Happy new year! As in really sort of like reasonably or fairly happy new year in an average sense. Personal circumstances may vary – you might have woken up to 2020 in love, on a warm coast surrounded by family, or alone, anxious, afraid, hoping that there was something worthwhile to watch on TV – but the general mood is that 2020 hasn't been welcomed in with the requisite hilarity and optimism of all New Years.
Something is missing. Something is casting a shadow. New Zealand, first to see the dawn of the new decade; but the light is murky, done out in weird shades of orange and red, brought on by the Australian bush fires.
The fires have provoked weird skies in Christchurch, Dunedin, Rotorua, Auckland, and other places. The scientific term for it is cloud condensation nuclei (CCNs), meaning the hazy skies caused by smoke across the Tasman Sea.
This isn't global warming. That sounds too laidback, too passive for what's happening. This is more like global heating. This is the future, a helter skelter coming down fast. It's easy to toll the bell of doom but with each year we're drawing closer and closer to some kind of climate change chaos, and the Australian bush fires act to put a siren on it.

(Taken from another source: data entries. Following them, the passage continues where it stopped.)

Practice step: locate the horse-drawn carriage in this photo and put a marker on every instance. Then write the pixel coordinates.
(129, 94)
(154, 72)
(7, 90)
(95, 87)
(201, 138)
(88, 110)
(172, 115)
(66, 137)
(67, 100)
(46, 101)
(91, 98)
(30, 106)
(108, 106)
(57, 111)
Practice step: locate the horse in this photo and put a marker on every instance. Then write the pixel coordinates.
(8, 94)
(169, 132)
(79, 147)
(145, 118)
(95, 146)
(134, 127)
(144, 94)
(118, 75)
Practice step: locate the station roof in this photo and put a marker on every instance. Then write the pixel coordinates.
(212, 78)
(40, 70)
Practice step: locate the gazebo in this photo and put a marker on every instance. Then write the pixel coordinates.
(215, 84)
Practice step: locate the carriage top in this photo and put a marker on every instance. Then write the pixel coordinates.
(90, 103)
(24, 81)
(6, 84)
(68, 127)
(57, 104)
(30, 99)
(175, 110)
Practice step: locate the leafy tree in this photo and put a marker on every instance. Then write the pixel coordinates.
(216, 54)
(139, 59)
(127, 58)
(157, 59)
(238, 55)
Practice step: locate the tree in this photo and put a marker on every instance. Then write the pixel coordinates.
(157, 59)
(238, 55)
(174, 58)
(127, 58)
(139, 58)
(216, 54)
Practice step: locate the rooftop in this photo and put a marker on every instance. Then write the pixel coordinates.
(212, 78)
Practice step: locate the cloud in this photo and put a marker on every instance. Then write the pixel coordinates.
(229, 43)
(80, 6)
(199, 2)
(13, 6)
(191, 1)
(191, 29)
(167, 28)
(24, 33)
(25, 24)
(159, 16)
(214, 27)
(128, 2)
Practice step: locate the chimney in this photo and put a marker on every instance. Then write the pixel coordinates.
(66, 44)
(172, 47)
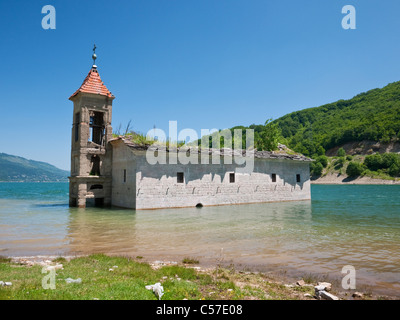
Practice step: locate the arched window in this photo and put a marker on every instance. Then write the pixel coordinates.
(95, 163)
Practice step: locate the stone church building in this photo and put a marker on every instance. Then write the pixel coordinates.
(114, 171)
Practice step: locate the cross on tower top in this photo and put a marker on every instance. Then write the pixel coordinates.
(94, 56)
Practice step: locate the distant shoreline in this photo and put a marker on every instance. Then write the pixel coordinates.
(345, 180)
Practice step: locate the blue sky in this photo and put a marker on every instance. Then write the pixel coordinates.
(206, 63)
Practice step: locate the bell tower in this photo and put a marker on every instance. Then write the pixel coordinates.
(90, 180)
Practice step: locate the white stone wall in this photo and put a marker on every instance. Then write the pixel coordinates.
(157, 187)
(123, 192)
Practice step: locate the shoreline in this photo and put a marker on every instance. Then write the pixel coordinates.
(247, 275)
(343, 179)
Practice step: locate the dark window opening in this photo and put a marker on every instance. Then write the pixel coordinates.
(95, 162)
(76, 125)
(96, 127)
(96, 186)
(99, 202)
(179, 177)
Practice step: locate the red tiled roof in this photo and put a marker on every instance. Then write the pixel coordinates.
(93, 84)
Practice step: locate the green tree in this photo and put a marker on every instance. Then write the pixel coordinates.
(341, 152)
(394, 170)
(323, 160)
(373, 162)
(316, 169)
(269, 136)
(354, 169)
(321, 151)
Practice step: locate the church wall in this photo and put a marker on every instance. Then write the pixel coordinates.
(157, 186)
(123, 176)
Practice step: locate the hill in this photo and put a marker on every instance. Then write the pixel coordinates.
(369, 116)
(14, 168)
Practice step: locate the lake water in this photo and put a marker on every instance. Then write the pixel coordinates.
(356, 225)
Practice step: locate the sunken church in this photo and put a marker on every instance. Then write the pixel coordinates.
(109, 171)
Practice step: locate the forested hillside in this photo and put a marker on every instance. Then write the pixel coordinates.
(13, 168)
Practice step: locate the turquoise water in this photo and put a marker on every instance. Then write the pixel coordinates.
(342, 225)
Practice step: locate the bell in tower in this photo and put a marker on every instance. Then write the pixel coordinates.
(90, 180)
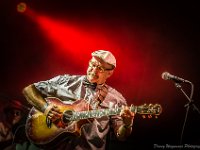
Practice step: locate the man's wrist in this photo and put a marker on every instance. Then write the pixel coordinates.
(44, 107)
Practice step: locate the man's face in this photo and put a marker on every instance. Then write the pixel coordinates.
(98, 71)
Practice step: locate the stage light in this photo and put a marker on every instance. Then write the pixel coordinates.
(21, 7)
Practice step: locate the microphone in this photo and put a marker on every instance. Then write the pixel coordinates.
(168, 76)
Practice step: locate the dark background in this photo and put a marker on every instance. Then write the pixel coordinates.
(151, 37)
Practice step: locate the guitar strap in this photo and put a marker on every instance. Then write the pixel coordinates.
(102, 91)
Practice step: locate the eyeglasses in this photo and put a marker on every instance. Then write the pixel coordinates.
(100, 68)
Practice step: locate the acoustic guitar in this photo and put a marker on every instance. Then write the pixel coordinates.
(73, 118)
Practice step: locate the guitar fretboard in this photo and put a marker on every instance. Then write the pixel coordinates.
(98, 113)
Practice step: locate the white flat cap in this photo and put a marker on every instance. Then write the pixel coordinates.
(106, 56)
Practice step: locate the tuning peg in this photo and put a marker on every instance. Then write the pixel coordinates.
(143, 116)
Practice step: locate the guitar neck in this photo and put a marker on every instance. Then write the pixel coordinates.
(98, 113)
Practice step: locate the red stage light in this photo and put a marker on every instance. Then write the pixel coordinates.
(21, 7)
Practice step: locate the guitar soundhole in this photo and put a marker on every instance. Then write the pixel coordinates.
(67, 116)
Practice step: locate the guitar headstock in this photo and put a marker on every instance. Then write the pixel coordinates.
(149, 110)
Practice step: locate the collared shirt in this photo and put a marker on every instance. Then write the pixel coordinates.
(70, 88)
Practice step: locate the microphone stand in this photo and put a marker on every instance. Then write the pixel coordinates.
(190, 103)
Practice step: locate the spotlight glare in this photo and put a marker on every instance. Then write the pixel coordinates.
(21, 7)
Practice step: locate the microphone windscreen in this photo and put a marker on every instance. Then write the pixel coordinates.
(165, 75)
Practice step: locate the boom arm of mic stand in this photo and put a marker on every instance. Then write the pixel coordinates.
(190, 103)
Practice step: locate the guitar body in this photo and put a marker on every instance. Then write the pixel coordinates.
(74, 116)
(38, 132)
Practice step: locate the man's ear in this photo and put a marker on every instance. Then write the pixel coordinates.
(110, 73)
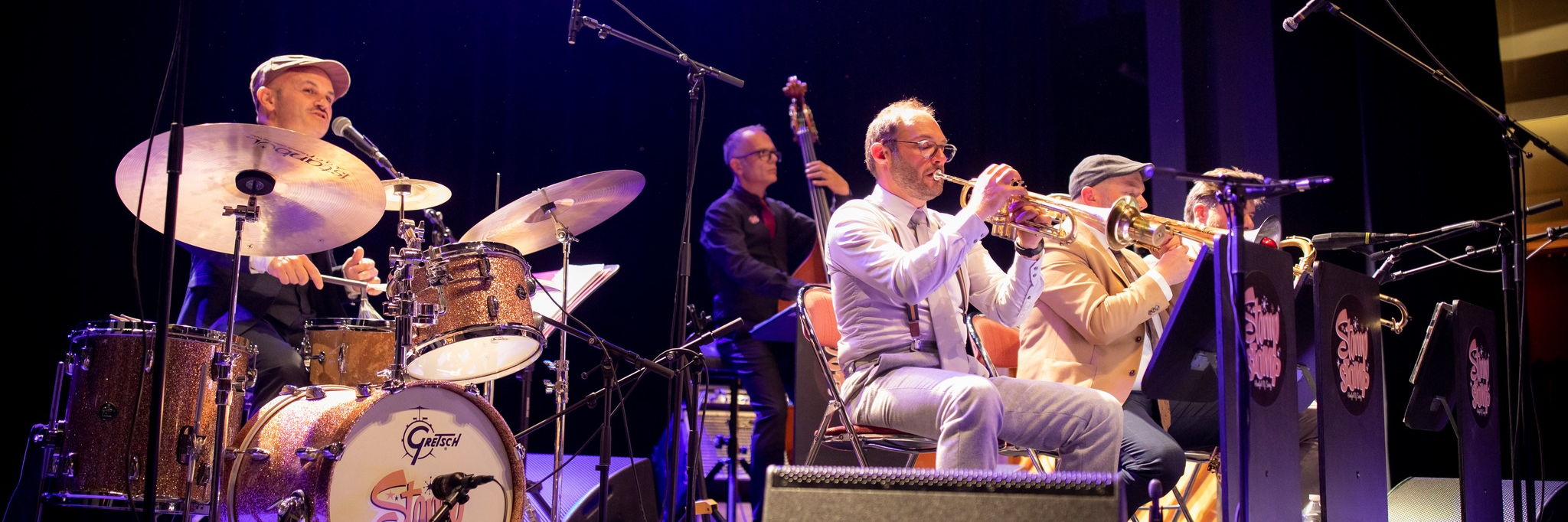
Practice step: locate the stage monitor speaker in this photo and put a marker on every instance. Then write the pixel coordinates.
(900, 494)
(632, 498)
(1427, 499)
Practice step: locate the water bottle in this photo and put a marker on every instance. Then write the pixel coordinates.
(1315, 510)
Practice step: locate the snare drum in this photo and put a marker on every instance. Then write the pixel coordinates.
(364, 453)
(485, 327)
(109, 403)
(347, 350)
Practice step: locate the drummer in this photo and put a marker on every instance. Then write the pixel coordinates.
(279, 294)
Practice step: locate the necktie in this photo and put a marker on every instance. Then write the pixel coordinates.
(767, 217)
(946, 327)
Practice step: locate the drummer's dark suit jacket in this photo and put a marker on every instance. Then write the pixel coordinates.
(260, 295)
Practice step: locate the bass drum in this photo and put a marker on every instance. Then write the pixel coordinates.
(364, 453)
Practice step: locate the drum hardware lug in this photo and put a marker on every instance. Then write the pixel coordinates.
(332, 452)
(254, 453)
(486, 270)
(83, 360)
(203, 474)
(49, 436)
(185, 444)
(294, 508)
(67, 466)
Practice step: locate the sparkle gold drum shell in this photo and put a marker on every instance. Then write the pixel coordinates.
(366, 453)
(347, 350)
(485, 328)
(109, 402)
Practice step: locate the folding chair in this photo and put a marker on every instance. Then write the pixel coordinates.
(821, 327)
(996, 345)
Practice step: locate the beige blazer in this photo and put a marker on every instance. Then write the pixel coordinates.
(1087, 328)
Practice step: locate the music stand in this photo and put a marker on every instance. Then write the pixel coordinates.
(1454, 384)
(1348, 342)
(1183, 363)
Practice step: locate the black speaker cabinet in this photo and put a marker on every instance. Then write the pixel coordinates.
(1427, 499)
(900, 494)
(632, 494)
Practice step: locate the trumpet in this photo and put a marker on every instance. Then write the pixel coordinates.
(1303, 267)
(1403, 315)
(1053, 220)
(1303, 273)
(1126, 224)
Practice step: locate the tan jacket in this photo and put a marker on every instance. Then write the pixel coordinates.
(1087, 328)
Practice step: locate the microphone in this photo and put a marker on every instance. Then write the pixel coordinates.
(576, 22)
(1343, 240)
(1312, 7)
(1285, 187)
(441, 226)
(449, 483)
(345, 129)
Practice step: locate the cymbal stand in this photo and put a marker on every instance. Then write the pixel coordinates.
(400, 295)
(560, 387)
(253, 184)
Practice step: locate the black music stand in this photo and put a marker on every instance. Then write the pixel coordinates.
(1184, 361)
(1256, 383)
(1346, 353)
(1454, 383)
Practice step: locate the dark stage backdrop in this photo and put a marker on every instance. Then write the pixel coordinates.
(463, 91)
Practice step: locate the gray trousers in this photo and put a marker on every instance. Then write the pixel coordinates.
(969, 413)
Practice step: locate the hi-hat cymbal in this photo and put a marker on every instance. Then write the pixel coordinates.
(416, 193)
(323, 197)
(580, 204)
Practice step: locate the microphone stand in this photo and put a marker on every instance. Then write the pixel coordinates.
(1515, 137)
(697, 73)
(1551, 234)
(160, 347)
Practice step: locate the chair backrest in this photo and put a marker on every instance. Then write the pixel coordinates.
(821, 327)
(998, 342)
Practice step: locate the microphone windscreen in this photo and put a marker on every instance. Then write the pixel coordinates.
(339, 124)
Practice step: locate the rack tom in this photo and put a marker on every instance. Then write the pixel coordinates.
(347, 351)
(485, 327)
(106, 429)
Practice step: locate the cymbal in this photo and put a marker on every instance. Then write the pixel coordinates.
(323, 197)
(580, 204)
(419, 194)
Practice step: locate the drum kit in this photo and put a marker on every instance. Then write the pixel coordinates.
(390, 426)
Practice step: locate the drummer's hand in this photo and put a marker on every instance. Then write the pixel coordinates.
(296, 270)
(821, 175)
(361, 269)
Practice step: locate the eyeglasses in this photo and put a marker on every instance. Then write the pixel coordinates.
(764, 155)
(929, 149)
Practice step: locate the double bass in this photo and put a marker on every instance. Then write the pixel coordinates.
(805, 129)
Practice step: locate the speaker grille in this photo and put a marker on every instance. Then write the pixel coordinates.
(954, 480)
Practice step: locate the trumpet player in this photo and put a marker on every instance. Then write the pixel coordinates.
(1098, 320)
(902, 278)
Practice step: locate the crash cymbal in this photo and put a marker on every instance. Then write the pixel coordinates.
(323, 197)
(419, 194)
(580, 204)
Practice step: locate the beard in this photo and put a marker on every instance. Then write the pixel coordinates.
(913, 182)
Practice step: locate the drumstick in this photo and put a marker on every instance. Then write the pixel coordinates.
(354, 284)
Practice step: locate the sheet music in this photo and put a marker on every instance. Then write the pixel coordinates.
(583, 279)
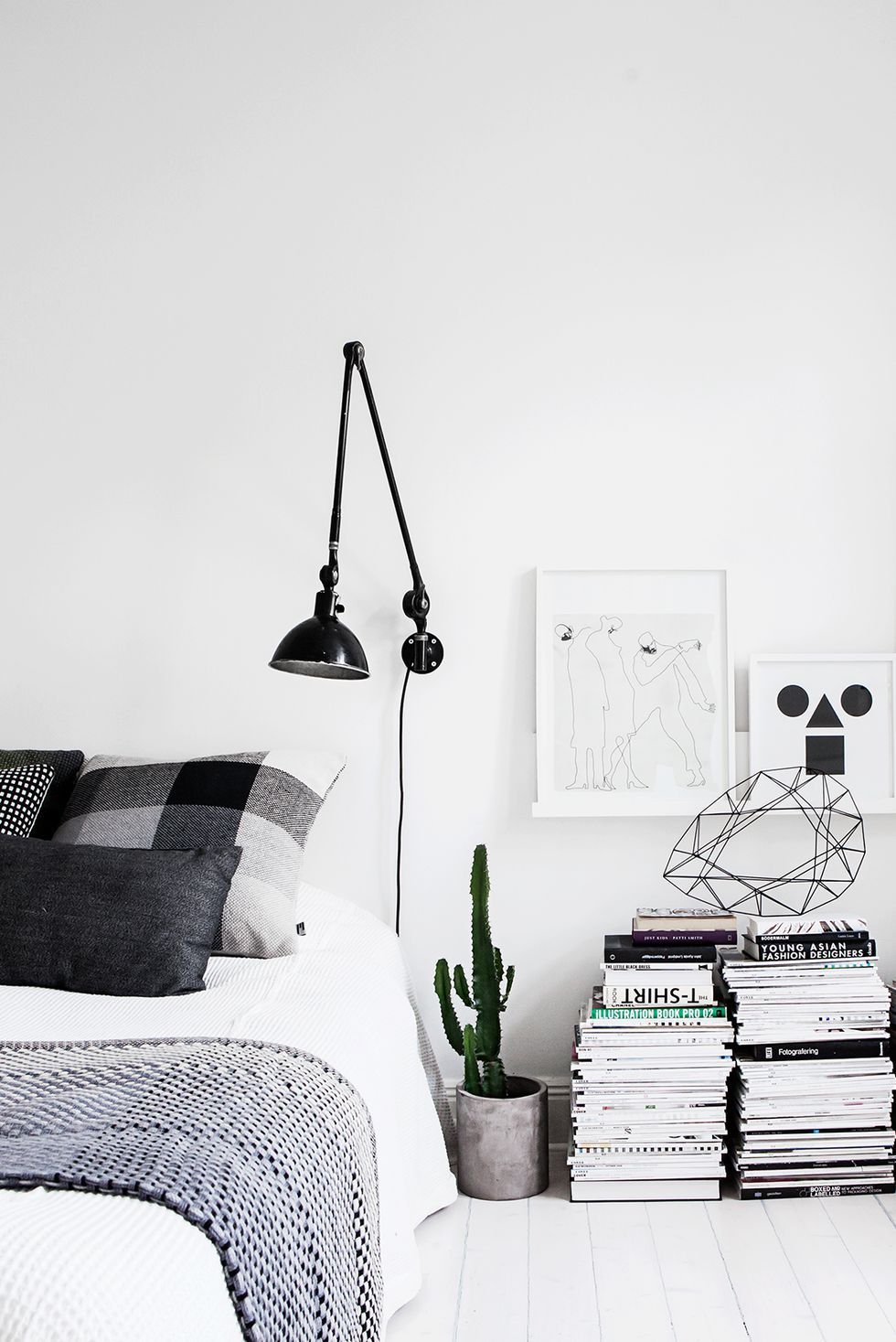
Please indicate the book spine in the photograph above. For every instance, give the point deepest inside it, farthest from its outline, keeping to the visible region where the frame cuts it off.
(611, 1012)
(628, 994)
(766, 937)
(824, 1048)
(815, 1190)
(672, 937)
(686, 973)
(801, 949)
(684, 954)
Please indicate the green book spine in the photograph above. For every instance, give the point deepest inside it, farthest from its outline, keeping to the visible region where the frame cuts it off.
(656, 1012)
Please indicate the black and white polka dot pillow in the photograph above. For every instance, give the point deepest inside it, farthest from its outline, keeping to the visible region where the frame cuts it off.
(22, 792)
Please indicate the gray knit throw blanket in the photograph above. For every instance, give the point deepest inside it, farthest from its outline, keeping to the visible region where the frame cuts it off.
(267, 1150)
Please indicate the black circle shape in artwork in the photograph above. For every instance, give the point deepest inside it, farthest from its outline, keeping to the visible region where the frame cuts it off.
(856, 701)
(793, 701)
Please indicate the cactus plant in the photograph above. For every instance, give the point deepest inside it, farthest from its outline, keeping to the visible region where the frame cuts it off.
(479, 1046)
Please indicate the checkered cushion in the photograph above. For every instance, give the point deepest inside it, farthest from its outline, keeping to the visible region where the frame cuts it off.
(264, 802)
(22, 792)
(65, 765)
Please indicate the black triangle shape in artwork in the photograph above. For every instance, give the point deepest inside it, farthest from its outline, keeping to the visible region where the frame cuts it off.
(824, 714)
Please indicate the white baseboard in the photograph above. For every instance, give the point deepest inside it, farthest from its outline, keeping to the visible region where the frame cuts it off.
(557, 1106)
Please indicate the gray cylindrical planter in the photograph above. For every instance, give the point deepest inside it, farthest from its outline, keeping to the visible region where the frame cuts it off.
(502, 1143)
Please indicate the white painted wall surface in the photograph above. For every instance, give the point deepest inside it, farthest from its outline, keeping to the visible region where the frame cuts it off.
(626, 278)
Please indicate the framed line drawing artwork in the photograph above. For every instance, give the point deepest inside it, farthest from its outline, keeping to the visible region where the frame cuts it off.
(635, 692)
(830, 713)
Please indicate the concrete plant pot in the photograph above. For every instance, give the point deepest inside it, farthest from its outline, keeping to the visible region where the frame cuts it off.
(502, 1143)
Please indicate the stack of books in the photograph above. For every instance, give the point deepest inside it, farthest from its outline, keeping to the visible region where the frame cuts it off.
(813, 1088)
(649, 1067)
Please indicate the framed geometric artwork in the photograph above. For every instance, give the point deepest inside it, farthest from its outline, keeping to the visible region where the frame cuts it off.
(634, 695)
(829, 713)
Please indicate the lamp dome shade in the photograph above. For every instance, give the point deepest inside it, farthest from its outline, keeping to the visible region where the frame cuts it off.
(322, 647)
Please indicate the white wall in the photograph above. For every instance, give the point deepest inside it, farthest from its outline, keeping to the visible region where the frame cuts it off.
(626, 281)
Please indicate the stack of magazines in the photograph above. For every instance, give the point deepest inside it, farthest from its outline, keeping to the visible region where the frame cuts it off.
(813, 1089)
(649, 1071)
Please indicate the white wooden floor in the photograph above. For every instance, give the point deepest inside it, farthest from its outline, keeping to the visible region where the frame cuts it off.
(550, 1271)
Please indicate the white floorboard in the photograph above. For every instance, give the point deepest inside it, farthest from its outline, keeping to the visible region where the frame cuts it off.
(820, 1270)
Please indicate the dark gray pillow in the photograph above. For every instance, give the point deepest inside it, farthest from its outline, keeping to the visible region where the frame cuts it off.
(125, 922)
(65, 765)
(264, 801)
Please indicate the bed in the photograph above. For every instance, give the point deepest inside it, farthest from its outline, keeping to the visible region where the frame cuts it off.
(86, 1269)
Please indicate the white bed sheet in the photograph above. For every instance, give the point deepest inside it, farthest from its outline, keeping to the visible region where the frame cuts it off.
(94, 1269)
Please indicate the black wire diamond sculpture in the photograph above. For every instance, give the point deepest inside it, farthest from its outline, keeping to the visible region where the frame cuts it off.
(735, 841)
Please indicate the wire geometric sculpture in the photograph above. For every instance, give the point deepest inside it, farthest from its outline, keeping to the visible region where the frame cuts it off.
(731, 844)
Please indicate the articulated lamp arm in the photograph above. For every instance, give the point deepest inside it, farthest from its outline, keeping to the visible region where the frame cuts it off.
(422, 651)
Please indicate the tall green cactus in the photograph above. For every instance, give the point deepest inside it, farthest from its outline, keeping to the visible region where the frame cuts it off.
(479, 1045)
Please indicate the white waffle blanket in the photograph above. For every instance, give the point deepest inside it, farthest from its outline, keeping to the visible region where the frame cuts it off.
(74, 1263)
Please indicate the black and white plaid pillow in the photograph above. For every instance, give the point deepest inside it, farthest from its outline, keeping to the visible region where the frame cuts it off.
(263, 802)
(22, 792)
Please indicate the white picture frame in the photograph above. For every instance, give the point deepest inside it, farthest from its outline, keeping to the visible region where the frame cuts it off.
(657, 713)
(825, 725)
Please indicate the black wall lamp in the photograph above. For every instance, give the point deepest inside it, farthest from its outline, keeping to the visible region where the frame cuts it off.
(324, 646)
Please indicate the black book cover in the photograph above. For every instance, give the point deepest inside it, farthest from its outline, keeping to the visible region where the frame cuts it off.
(815, 1048)
(815, 1190)
(620, 949)
(672, 937)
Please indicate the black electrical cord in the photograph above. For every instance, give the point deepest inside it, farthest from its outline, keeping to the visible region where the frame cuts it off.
(401, 799)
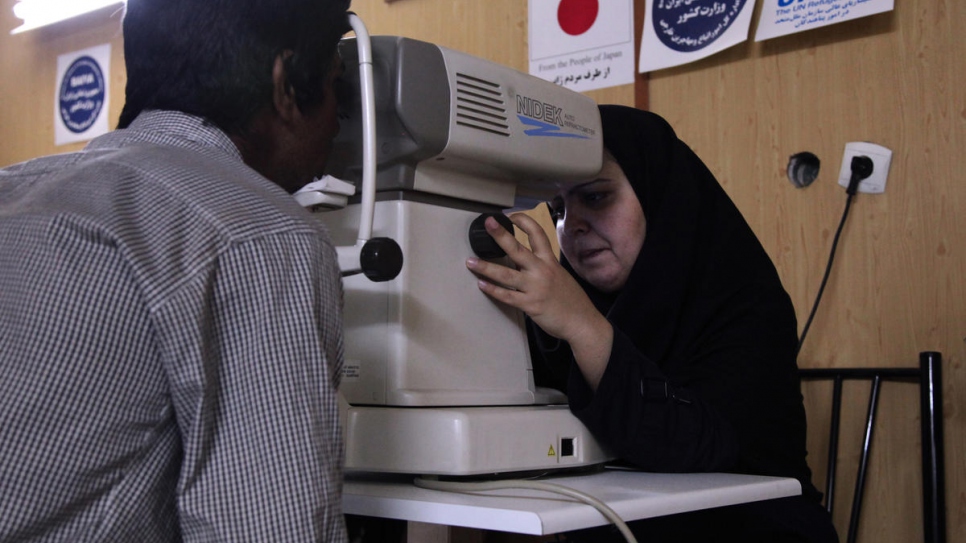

Nuclear war was the very real and very terrifying threat the world had to put up with during the long, tense years of the Cold War. The next big fear was post 9/11, and the way Bush's US administration worked fast to put out the fires of an Islamic extremist uprising with the gasoline of its foreign policy. It feels almost nostalgic that we were afraid of ideology, religious mania and the killing machines operated by Pax Americana.